Greta Schloch, Overmono, Esben and the Witch
Posted: May 13, 2023 | Author: Jan Freitag | Filed under: 5 freitagsmusik |Leave a commentGreta Schloch
Greta Schloch, wer wüsste das nicht, ist – tja: wer oder was noch mal? Seit Ende der Neunziger veröffentlich er/sie/es darunter Songs, von dem Alter fast schon Kultstatus erlangte. “Lieber ne Flasch Bier als Freund / als ne Flasche als Freund” – treffender ließ sich das Verpaarungsdilemma nicht auf den dadaistischen Pop-Punkt bringen. Stilistisch zwischen weder und noch, fanden es alle zwar ungefähr so schrecklich wie Fatih Akins Goldener Handschuh, aber anziehender als Autounfälle im Gegenverkehr und damit perfekt für ein Remix-Album, das Crocodile Records kuratiert.
Vom Disco-Dub des kanadischen Musikers Deadbeat bis zum Minimalhouse des schwedischen Produzenten The Field, vom Electro-Kraut der Ostrock-Band Herbst in Peking bis zu Gretas eigener Country-Version, vom fiepsenden Atari-Trash bis zur Originalversion macht die viel zu kurze EP daraus alles und nichts zugleich, also herzzerreißend behämmerte Found-Footage-Remixe zum Tanzen, Kotzen, Schlafen, verschwitzt aufwachen, ergo: den Soundtrack unserer dissonant bewegenden Zeit.
Greta Schloch – Alter Remixe (Crocodile Records)
Overmono
Und wenn Greta Schloch schon ein Kunstbegriff von schlichter Schönheit ist – was soll man da eher vom Label halten, das die britischen Brüder Ed und Tom Russell ihrem Club-Projekt Overmono verpassen: Mono mal Mono gleich Stereo? Einklang plus Vielklang macht Durchdrehen? Egal: das – hier kann mans wirklich mal sagen: lang erhoffte Debütalbum der Tanzflächenfüller ist so derart poloyphon elektronisch, dass es den Dancefloor selbst als Konserve mitreißt, Homedisco-Eskalation gewissermaßen.

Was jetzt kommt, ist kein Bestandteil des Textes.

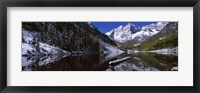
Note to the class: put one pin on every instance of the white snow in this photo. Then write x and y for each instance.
(130, 31)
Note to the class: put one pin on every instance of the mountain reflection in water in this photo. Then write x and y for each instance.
(137, 62)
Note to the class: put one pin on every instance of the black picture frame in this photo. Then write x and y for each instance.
(101, 3)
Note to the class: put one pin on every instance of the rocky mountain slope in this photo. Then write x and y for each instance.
(132, 32)
(61, 38)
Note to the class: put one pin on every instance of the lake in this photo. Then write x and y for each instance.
(136, 62)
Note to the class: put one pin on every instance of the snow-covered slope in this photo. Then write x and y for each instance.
(130, 31)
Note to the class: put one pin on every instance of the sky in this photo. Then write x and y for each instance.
(108, 26)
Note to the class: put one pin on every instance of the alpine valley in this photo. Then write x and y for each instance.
(80, 46)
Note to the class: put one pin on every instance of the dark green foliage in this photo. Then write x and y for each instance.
(70, 36)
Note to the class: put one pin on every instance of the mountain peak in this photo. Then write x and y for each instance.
(131, 31)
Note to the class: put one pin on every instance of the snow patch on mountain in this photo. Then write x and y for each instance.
(130, 31)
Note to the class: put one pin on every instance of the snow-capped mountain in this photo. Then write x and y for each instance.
(130, 31)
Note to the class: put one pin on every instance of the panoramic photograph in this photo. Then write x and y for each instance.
(100, 46)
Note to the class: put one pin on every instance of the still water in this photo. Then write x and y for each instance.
(136, 62)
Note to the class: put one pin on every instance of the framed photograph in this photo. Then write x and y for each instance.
(100, 46)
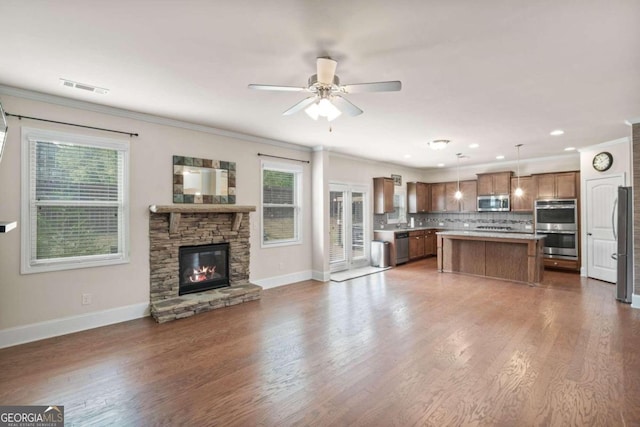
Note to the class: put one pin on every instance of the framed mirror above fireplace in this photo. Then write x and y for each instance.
(205, 181)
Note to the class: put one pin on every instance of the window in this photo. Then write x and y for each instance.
(75, 206)
(281, 210)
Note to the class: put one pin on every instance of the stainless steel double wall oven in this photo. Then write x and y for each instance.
(558, 219)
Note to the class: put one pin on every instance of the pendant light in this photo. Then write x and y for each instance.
(519, 192)
(458, 194)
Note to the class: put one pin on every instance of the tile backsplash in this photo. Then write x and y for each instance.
(518, 221)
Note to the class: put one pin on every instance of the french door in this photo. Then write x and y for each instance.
(348, 227)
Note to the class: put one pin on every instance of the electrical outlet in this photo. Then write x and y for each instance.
(87, 299)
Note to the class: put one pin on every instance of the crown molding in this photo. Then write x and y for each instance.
(623, 140)
(143, 117)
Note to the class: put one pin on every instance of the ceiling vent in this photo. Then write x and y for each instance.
(83, 86)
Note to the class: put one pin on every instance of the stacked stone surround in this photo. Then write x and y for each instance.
(194, 229)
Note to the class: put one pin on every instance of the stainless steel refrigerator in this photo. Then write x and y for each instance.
(624, 235)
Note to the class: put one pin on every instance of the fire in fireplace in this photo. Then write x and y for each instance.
(203, 267)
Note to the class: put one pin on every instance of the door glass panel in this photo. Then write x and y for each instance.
(337, 250)
(357, 225)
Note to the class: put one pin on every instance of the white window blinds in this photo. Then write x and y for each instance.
(280, 204)
(77, 204)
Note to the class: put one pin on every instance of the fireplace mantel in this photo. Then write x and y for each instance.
(175, 212)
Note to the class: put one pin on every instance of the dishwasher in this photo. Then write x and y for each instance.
(402, 247)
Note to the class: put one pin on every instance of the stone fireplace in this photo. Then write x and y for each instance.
(199, 259)
(203, 267)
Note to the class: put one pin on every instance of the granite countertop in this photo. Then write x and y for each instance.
(396, 230)
(493, 235)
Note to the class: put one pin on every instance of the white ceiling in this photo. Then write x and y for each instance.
(495, 73)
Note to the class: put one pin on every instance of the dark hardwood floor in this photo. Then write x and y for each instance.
(408, 346)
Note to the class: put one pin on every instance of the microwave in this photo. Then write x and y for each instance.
(556, 215)
(494, 203)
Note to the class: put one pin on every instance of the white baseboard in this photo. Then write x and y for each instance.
(53, 328)
(321, 276)
(635, 300)
(274, 282)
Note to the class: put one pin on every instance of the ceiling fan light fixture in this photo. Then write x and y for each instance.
(313, 111)
(323, 108)
(439, 144)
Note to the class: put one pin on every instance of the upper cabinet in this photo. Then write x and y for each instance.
(383, 195)
(522, 203)
(438, 198)
(443, 196)
(418, 197)
(562, 185)
(469, 202)
(490, 184)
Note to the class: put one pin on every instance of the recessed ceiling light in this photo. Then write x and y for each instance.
(439, 144)
(83, 86)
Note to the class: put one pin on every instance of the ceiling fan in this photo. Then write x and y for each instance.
(326, 99)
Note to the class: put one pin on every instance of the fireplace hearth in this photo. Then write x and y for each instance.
(203, 267)
(204, 249)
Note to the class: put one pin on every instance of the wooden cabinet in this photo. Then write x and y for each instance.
(443, 196)
(562, 185)
(469, 202)
(382, 195)
(562, 264)
(438, 197)
(430, 243)
(490, 184)
(416, 244)
(451, 203)
(523, 203)
(418, 197)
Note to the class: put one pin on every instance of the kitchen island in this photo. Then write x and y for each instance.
(510, 256)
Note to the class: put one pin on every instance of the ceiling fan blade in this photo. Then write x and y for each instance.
(392, 86)
(300, 105)
(346, 106)
(326, 69)
(278, 88)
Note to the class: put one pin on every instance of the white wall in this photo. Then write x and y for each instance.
(43, 297)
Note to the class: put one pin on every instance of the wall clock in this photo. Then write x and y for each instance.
(602, 161)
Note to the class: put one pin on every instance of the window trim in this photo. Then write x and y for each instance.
(298, 172)
(28, 226)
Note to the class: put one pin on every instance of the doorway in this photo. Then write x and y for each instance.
(601, 204)
(348, 224)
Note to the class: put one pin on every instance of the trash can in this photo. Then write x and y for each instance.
(380, 253)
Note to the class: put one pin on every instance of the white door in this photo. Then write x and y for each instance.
(348, 237)
(601, 201)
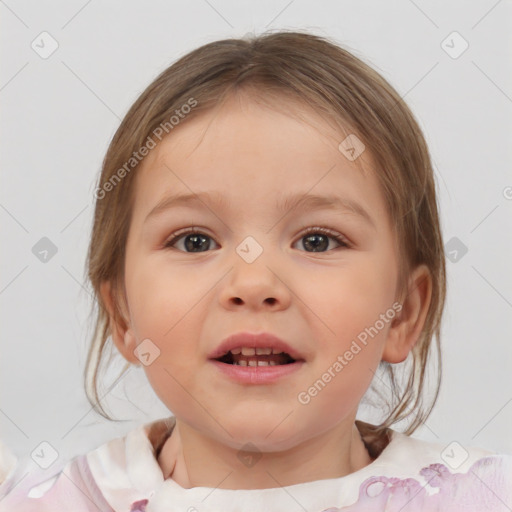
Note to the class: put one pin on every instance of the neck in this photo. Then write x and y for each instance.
(193, 460)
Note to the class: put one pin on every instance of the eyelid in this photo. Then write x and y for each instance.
(336, 235)
(341, 239)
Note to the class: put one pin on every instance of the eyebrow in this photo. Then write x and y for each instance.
(285, 205)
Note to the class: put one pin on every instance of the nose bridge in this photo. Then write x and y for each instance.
(253, 280)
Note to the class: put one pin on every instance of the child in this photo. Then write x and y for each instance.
(266, 238)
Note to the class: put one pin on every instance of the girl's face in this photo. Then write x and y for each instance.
(257, 262)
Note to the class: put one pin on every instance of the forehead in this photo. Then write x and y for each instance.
(250, 148)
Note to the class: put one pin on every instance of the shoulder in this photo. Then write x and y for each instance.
(29, 489)
(115, 476)
(411, 474)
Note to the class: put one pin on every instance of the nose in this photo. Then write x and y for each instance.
(258, 285)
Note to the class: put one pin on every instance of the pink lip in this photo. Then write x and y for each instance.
(258, 340)
(256, 374)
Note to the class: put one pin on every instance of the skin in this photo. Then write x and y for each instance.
(187, 302)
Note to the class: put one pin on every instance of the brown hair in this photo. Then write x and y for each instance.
(344, 90)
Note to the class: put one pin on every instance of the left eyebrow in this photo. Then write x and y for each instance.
(305, 202)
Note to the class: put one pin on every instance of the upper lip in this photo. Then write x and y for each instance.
(256, 340)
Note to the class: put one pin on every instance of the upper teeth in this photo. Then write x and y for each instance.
(251, 351)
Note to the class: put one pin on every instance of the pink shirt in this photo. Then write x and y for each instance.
(409, 475)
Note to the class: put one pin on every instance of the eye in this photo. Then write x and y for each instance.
(194, 240)
(317, 239)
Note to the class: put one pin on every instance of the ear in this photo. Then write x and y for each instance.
(407, 326)
(121, 331)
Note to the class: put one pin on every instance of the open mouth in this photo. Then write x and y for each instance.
(248, 356)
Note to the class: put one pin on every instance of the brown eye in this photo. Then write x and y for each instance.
(318, 240)
(191, 241)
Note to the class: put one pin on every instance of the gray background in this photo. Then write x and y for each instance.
(59, 114)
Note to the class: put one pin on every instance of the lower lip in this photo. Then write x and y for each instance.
(257, 374)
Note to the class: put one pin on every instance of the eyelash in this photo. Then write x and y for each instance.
(338, 237)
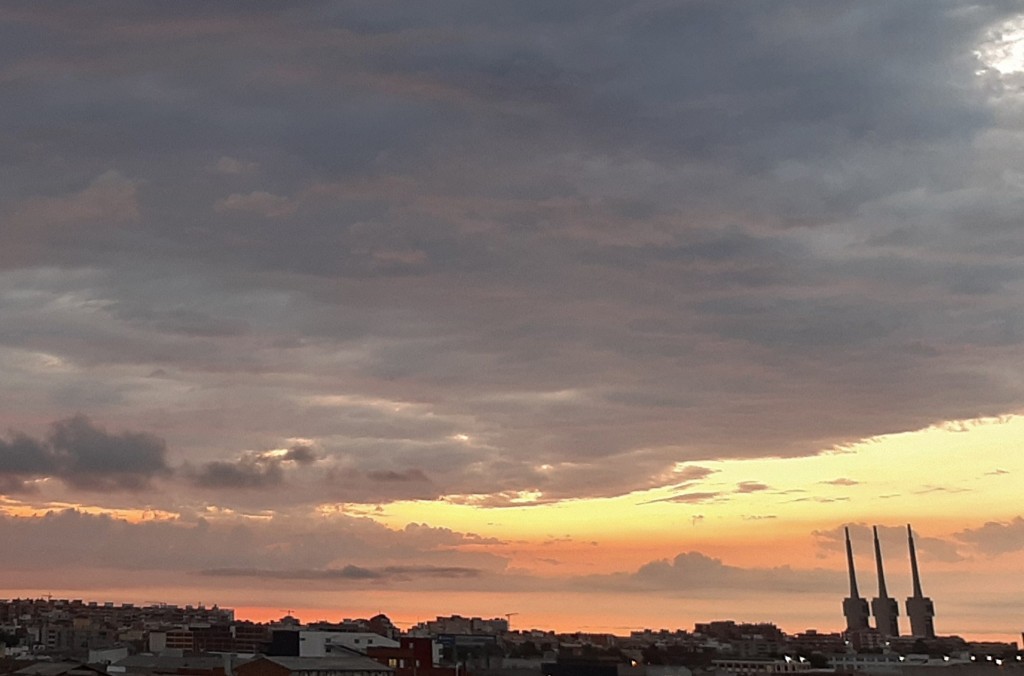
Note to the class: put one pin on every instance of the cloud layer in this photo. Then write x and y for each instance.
(498, 255)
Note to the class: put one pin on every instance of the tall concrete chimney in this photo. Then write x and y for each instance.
(919, 607)
(885, 608)
(854, 607)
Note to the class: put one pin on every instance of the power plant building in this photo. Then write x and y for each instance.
(885, 608)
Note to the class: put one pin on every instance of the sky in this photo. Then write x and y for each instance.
(599, 314)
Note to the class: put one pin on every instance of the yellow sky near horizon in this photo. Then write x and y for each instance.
(941, 479)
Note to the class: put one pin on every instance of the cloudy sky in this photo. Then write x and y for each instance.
(606, 313)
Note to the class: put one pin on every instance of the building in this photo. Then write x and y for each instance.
(334, 666)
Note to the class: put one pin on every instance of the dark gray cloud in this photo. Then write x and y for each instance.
(503, 254)
(386, 574)
(252, 470)
(692, 573)
(71, 539)
(85, 456)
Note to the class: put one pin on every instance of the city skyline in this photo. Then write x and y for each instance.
(609, 314)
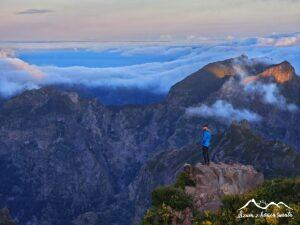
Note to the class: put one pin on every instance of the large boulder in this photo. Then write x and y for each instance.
(217, 180)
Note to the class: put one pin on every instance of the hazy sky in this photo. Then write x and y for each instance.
(123, 20)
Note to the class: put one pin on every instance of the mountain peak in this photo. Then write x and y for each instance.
(281, 72)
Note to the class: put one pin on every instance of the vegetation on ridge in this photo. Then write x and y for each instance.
(286, 190)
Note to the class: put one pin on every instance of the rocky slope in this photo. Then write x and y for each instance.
(238, 144)
(217, 180)
(210, 184)
(61, 151)
(224, 194)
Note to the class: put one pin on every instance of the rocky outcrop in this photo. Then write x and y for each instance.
(59, 150)
(281, 73)
(207, 186)
(217, 180)
(240, 144)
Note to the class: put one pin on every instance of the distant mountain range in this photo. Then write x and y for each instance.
(65, 157)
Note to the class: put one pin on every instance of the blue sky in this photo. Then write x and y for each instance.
(152, 66)
(115, 20)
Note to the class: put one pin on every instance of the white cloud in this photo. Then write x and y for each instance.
(288, 40)
(224, 112)
(270, 94)
(17, 75)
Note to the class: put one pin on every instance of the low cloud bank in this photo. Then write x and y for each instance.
(157, 75)
(224, 112)
(287, 40)
(270, 94)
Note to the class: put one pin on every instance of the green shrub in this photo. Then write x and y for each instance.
(184, 180)
(171, 196)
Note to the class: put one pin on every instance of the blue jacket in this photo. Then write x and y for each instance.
(206, 138)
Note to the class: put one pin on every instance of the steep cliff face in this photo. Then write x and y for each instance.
(273, 158)
(217, 180)
(238, 144)
(61, 151)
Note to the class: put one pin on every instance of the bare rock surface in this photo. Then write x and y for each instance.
(219, 179)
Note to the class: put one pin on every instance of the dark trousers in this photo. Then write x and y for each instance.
(205, 155)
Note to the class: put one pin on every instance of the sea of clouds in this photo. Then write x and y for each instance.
(155, 67)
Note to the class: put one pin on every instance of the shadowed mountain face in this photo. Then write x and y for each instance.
(66, 159)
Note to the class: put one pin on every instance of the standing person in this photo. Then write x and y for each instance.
(206, 138)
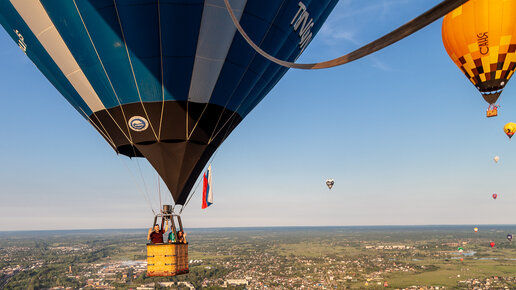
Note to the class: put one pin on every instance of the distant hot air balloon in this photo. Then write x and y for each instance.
(509, 129)
(480, 37)
(330, 182)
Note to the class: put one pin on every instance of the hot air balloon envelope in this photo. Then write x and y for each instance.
(480, 37)
(164, 80)
(330, 182)
(509, 129)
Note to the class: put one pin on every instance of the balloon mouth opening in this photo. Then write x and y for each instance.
(492, 96)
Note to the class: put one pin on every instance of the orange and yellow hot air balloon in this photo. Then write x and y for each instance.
(509, 129)
(480, 37)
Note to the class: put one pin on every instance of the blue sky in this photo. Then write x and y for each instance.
(402, 132)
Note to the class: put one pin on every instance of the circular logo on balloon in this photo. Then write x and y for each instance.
(138, 123)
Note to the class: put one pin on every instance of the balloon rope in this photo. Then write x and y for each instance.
(401, 32)
(209, 162)
(159, 191)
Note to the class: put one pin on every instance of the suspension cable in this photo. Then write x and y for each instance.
(145, 194)
(209, 162)
(401, 32)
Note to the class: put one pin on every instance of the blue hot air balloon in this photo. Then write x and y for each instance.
(167, 80)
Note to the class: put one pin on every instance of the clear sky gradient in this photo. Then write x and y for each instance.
(402, 132)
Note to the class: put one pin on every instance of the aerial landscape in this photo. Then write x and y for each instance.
(400, 257)
(257, 144)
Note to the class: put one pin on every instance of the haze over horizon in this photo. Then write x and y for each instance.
(402, 132)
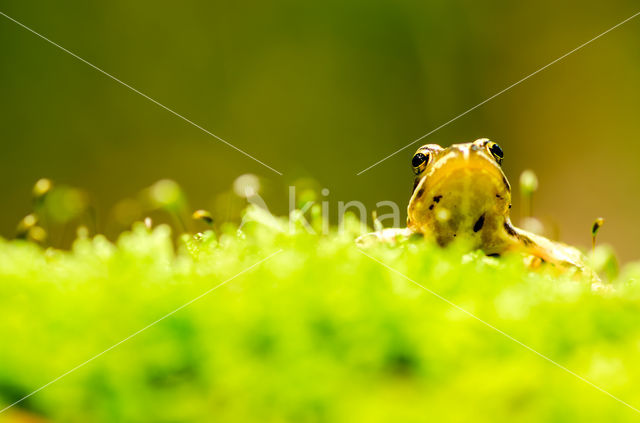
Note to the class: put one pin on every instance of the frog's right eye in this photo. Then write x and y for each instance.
(419, 162)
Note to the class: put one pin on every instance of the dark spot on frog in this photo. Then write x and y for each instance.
(510, 230)
(506, 183)
(526, 241)
(415, 184)
(479, 223)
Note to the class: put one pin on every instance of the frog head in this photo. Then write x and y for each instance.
(461, 192)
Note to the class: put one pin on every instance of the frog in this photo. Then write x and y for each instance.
(461, 193)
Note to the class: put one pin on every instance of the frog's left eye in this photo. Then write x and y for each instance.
(419, 162)
(495, 151)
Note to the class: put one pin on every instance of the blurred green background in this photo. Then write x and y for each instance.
(322, 90)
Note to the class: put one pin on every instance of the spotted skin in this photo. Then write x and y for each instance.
(461, 192)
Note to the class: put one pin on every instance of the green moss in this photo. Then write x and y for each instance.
(319, 332)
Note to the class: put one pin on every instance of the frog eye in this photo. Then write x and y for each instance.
(419, 162)
(496, 151)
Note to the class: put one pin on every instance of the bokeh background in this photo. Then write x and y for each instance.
(322, 90)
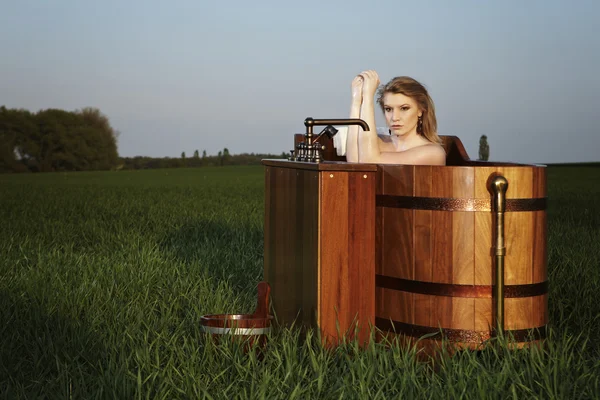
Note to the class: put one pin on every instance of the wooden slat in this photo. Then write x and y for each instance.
(540, 253)
(442, 256)
(361, 250)
(483, 250)
(423, 238)
(334, 255)
(463, 248)
(307, 219)
(518, 262)
(397, 251)
(322, 166)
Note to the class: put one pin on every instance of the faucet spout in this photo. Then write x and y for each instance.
(310, 122)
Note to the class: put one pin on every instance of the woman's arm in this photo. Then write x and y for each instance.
(368, 141)
(352, 137)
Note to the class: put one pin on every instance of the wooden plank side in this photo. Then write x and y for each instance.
(540, 251)
(463, 248)
(484, 242)
(519, 248)
(422, 245)
(279, 272)
(441, 221)
(334, 254)
(361, 250)
(307, 221)
(397, 248)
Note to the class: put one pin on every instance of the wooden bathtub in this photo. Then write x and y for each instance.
(408, 249)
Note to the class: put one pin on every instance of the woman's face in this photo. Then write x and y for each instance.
(401, 113)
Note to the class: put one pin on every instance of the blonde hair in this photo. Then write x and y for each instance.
(410, 87)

Denn Good Lies schafft es spielend, Stimmungen in Bässe zu verwandeln und umgekehrt – Sound in Gefühle. Stilistisch der weiten Welt des House am nächsten, hat der Gewinner des DJ Mag Best of British Awards als bester Live-Act seine schweißtreibenden Club-Sounds 13 Tracks lang auf Tonträger gerettet und bietet darauf gewissermaßen Anschauungsmaterial, wie einfach, zugleich aber vertrackt es ist, elektronische Zappeligkeit in plattentauglichen Pop zu verwandeln.
Overmono – Good Lies (XL Recordings)
Esben and the Witch
Und damit zu etwas wirklich, also vollumfänglich anderem als House und Dada, nämlich der Dark-Wave-Band Esben and the Witch, die natürlich auch deshalb unterm Radar der Clubkultur läuft, weil sie so tief in sich ruht, dass der ideale Ort dafür Hängematten im Dunkeln sind oder zumindest Zimmer mit zugezogenen Vorhängen. Aber bitte nicht missverstehen: das Trio aus Brighton macht dennoch zutiefst aufwühlende Musik, die mit seinem digital-analogen Dark-Wave tief ins Unterbewusstsein vordringt.
Bestes Beispiel: das sechste Album Hold Sacred. Flächig ausgewalzt von Thomas Fishers Gitarrenbrett, singt sich Bassistin Rachel Davies abermals in die Abgründe ihrer alltagswunden Seele, kreiert damit allerdings Epen von variabler Tristesse, die The XX quasi ästhetisch aufblähen und dabei manchmal fast noisig, ja krautig klingen. Wenn Drummer Daniel Copeman dazu klitzekleine Synths und Samples über diese Kunstwerke des elaborierten Trübsinns tröpfelt, ist es daher egal, ob man allein oder im Pulk ist. Der Magen vibriert sowieso.